Hugo Hamilton
Hugo Hamilton was born the child of German-Irish parents in Dublin, Ireland, in 1953. He only attended schools where the teaching took place in his father's language, Gaelic. As the family spoke no English at home – Hamilton spoke German with his mother –, he learnt the language in which he writes today on the streets. Before he began writing short stories and novels, he worked as a journalist and travelled widely throughout Europe.

To date, Hamilton has published five novels and a collection of short stories. Three of the novels are set in Germany and reflect – determined by the influence of both German and Irish culture – the viewpoint of an outsider.
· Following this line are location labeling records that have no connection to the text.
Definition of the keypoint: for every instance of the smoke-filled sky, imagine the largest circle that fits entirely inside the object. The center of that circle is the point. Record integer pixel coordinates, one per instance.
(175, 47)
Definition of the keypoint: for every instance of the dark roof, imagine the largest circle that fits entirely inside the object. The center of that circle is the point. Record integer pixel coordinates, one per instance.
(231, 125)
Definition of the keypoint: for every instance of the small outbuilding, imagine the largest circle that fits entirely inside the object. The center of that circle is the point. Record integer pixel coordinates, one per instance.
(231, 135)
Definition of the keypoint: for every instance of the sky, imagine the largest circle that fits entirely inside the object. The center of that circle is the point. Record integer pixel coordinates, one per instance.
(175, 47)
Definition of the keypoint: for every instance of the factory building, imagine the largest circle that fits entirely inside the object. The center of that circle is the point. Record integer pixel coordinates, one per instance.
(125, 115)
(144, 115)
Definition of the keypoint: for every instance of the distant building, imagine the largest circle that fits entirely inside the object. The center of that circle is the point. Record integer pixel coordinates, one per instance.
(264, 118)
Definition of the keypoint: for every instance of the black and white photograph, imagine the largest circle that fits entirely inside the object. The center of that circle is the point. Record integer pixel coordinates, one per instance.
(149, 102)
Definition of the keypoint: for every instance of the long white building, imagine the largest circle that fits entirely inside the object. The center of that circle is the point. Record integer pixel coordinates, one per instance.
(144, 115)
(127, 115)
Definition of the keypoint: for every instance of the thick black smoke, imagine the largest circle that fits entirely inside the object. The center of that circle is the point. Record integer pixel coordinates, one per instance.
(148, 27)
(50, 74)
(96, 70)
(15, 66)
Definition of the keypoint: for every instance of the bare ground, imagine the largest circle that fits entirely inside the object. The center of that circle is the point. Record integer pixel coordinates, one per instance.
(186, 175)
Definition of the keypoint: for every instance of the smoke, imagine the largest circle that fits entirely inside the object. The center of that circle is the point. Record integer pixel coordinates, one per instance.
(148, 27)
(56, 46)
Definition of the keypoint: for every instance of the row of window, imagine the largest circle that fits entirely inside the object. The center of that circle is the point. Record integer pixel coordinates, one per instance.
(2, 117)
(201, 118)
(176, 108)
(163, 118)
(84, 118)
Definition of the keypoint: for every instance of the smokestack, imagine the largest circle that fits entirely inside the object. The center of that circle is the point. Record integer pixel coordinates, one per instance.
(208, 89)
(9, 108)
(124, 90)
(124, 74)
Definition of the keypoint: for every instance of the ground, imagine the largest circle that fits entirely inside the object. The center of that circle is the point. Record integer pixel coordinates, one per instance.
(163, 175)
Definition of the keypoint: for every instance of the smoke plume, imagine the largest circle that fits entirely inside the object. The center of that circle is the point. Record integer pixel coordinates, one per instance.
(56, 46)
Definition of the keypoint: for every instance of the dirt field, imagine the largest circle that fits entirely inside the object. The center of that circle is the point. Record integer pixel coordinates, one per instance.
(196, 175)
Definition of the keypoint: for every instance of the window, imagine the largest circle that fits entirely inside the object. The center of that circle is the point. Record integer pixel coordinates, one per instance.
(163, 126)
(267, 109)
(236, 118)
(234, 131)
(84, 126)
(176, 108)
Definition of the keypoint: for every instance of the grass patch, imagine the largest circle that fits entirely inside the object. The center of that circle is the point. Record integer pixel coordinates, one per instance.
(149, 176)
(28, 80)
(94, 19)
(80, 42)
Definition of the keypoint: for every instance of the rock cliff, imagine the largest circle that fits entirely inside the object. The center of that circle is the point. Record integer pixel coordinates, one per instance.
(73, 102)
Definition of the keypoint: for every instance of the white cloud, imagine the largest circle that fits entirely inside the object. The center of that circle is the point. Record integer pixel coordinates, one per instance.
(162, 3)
His double cultural background, his "dual" identity have led Hamilton to become one of the "European" voices of his generation. His mother's death stimulated Hamilton to investigate – in "war-love" – his "divided identity" and the "almost-fiction of his own Germanness".

The protagonist of his two Ireland novels is the guardian of the law Pat Coyne.

The Times wrote of "Headbanger", a "top-class, black-humour crime story that recalls a 'film noir' of the 50s": "This is what might emerge if Flann O'Brien's universal scholar De Selby crossed the novels of Raymond Chandler with those of Patrick McCabe."
Hamilton has received numerous awards and fellowships for his work. In 1992, he was presented with the Rooney Prize for Irish Literature.